Apple TN3205: RDMA Over Thunderbolt Cuts Mac Latency to 50µs

Essential Points

Apple’s TN3205 (March 19, 2026) documents RDMA over Thunderbolt, available in macOS 26.2 Tahoe for Thunderbolt-capable Macs
Memory access latency drops from ~300µs over TCP to under 50µs with RDMA over Thunderbolt enabled
A four-node Mac Studio M3 Ultra cluster running exo with RDMA reached 31.9 tokens/sec on Qwen3 235B, up from 15.2 t/s without RDMA
The 1.5TB unified memory cluster of four Mac Studios costs just under $40,000 total

Apple just changed what a small rack of Mac Studios can do for AI research. TN3205, published March 19, 2026, gives developers a direct path to cluster-level performance using cables many professional Mac users already own. This is not a theoretical paper. It is a production-backed technical guide supported by real benchmarks that redefine what Apple Silicon clusters can achieve for AI workloads and research computing.

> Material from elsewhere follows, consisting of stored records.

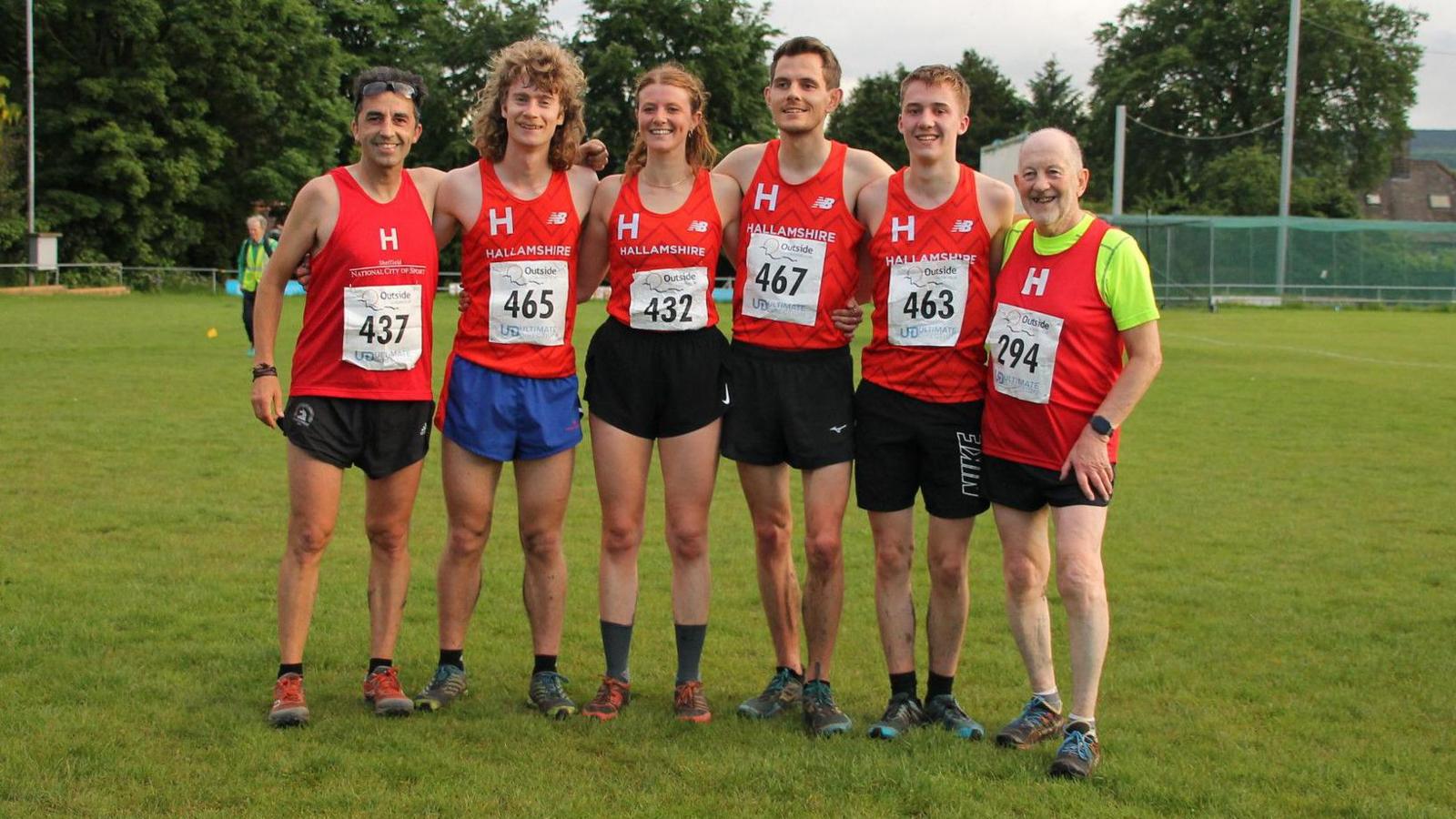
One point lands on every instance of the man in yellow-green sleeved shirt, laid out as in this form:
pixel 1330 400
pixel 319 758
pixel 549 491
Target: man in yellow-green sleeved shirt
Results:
pixel 252 258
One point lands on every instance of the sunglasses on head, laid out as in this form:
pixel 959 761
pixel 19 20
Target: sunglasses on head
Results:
pixel 370 89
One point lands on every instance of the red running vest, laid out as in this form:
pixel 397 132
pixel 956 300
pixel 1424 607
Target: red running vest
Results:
pixel 797 257
pixel 368 315
pixel 521 268
pixel 1088 356
pixel 662 264
pixel 932 296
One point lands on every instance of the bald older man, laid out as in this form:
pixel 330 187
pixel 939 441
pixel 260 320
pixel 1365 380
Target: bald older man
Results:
pixel 1074 346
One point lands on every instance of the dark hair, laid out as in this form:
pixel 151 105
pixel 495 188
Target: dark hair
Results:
pixel 808 46
pixel 388 75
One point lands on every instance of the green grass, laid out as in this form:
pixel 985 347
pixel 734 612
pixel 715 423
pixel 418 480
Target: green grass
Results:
pixel 1279 561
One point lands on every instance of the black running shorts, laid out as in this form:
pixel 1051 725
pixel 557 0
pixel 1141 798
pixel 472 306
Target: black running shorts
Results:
pixel 793 407
pixel 380 438
pixel 905 445
pixel 654 383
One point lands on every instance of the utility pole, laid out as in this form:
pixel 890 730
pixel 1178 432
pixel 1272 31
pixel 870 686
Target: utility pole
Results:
pixel 1288 153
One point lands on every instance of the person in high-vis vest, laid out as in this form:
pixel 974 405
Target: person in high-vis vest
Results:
pixel 252 258
pixel 1072 349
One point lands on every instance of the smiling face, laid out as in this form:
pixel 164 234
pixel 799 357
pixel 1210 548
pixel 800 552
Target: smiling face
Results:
pixel 1052 179
pixel 931 120
pixel 798 96
pixel 666 116
pixel 385 128
pixel 531 114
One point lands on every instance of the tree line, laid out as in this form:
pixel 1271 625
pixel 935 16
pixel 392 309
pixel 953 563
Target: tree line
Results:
pixel 160 123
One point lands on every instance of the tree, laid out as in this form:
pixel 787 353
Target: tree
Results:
pixel 1055 99
pixel 868 120
pixel 727 43
pixel 1193 73
pixel 157 124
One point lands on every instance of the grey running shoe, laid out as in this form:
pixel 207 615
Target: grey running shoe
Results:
pixel 822 716
pixel 288 707
pixel 1077 755
pixel 946 713
pixel 781 693
pixel 550 697
pixel 902 714
pixel 1036 723
pixel 383 693
pixel 448 683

What RDMA Over Thunderbolt Actually Does

Remote Direct Memory Access (RDMA) lets one computer read and write another machine’s memory without involving the remote CPU. Traditional network transfers route data through the operating system, copy it multiple times in RAM, and consume CPU cycles throughout. RDMA eliminates every one of those steps.

Three mechanisms make this possible:

Zero-copy transfers: Data moves directly between memory regions on two machines, bypassing intermediate buffers
CPU offloading: The remote CPU is not interrupted during memory operations, freeing all cores for compute tasks
Deterministic latency: Sub-50µs round-trip times remain consistent under load, unlike TCP, which degrades under high traffic

Apple exposes this capability through the rdma_thunderbolt kernel extension and high-level APIs in Network.framework, allowing developers to write Swift or Objective-C code that treats a Thunderbolt-connected device as a direct memory peer.

Why TN3205 Matters Right Now

Apple published TN3205 on March 19, 2026, alongside macOS 26.2 Tahoe. The technote documents RDMA over Thunderbolt as a production-ready feature for Thunderbolt-capable Mac clusters. The timing aligns directly with explosive growth in local large language model (LLM) inference, where researchers running models like Qwen3 235B or DeepSeek V3.1 were previously bottlenecked by inter-node memory transfer speeds.

RDMA over Thunderbolt removes that bottleneck at the hardware level, letting distributed memory across multiple Macs behave as a single shared pool.

Real-World Performance: AI Inference Benchmarks

The benchmarks from Jeff Geerling’s independent testing, using four Mac Studio M3 Ultra units loaned by Apple, confirm decisive performance differences.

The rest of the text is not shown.